Active surveillance and watchful waiting in management of early stage (localized) prostate cancer
Posted Sep 17 2008 1:31pm
It is important for patients to understand that “watchful waiting” and “active surveillance” really are two appropriate (if similar) forms of management for early stage (localized) prostate cancer. (You may also come across other terms that mean the same thing, such as “expectant management.”)
For carefully selected men, one or other of these two forms of care may well be the best possible management option. They come with almost no risk of side effects. They avoid all of the socially problematic and expensive aspects of treatment. Finally, if it turns out that the cancer is not particularly active, the result can often be that the patient easily outlives his risk of clinically significant prostate cancer.
What Is “Watchful Waiting?”
In watchful waiting, the doctor will carefully and regularly monitor potential indicators of progression by carrying out PSA tests and DREs on the patient every 6 months or perhaps every year. Although there is a risk that the cancer will progress, and that it may become clinically active disease which might have been cured if the cancer had been removed when it was first found, on the other hand the quality of the patient’s life has been utterly unaffected by this form of treatment.
Watchful waiting is generally considered appropriate for older patients (of perhaps ≥75 years) who, for one or more reasons, the physician believes will be better served by avoiding curative treatments such as surgery or radiation. This may be just because of their age, or because of concomitant health problems, or because the patient believes strongly that he would prefer the risk of disease progression to the risks associated with curative treatments.
Watchful waiting may also be appropriate for some men suspected of having localized disease but for whom a biopsy is perhaps an unnecessary intrusion because of their age or health.

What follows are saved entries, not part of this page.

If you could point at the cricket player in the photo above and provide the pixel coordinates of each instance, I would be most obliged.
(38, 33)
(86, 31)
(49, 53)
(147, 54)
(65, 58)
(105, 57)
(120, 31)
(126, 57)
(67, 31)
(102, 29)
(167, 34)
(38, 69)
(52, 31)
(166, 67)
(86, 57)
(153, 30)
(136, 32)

In other words, even if a biopsy proved to be positive, curative therapy would not be recommended, which makes the biopsy somewhat futile.
For preliminary information about the effectiveness of watchful waiting compared to radical surgery (based on a single, large, randomized, multicenter Scandinavian trial), please click here.
What is “Active Surveillance?”
Active surveillance is best thought of as a slightly more structured and aggressive form of watchful waiting. There is no formal protocol for active surveillance, but it is customary for physicians to recommend a DRE and a PSA test every 3 or 6 months, depending on the patient’s precise history and clinical condition, and to re-biopsy the patient at least once a year.
Thus, active surveillance for localized prostate cancer is somewhat similar to management for a patient with prostatic intraepithelial neoplasia (PIN), which is believed to be a precursor to early stage prostate cancer (at least in some patients).
Regardless of whether a patient is being managed with active surveillance or watchful waiting, the critical question is always, “What do we do now?” if the patient’s disease does start to clearly progress.
If progression is slow, and the patient is elderly, it may be possible (and even wise) to do nothing for years, and the patient may still never have any clinical symptoms of prostate cancer that are affecting his life. On the other hand, there is evidence that in younger patients, with a life expectancy of 15 years or more, early treatment is beneficial unless there are clear reasons why it would be inappropriate (see article by Johansson et al. ). Watchful waiting and active surveillance are not generally recommended for such patients today.
It is not unknown for men to be on watchful waiting or active surveillance for very long periods of time, with a gradually rising PSA, until they clearly have advanced disease but no sign of metastasis and no bone pain. Even if they progress to the point where they do have bone pain and visible metastasis, they can be started on androgen deprivation therapy of some type at that time. In such cases, they may avoid initial therapy for years and only need hormonal therapy for a relatively short period while still dying of causes other than prostate cancer in their late 80s or early 90s.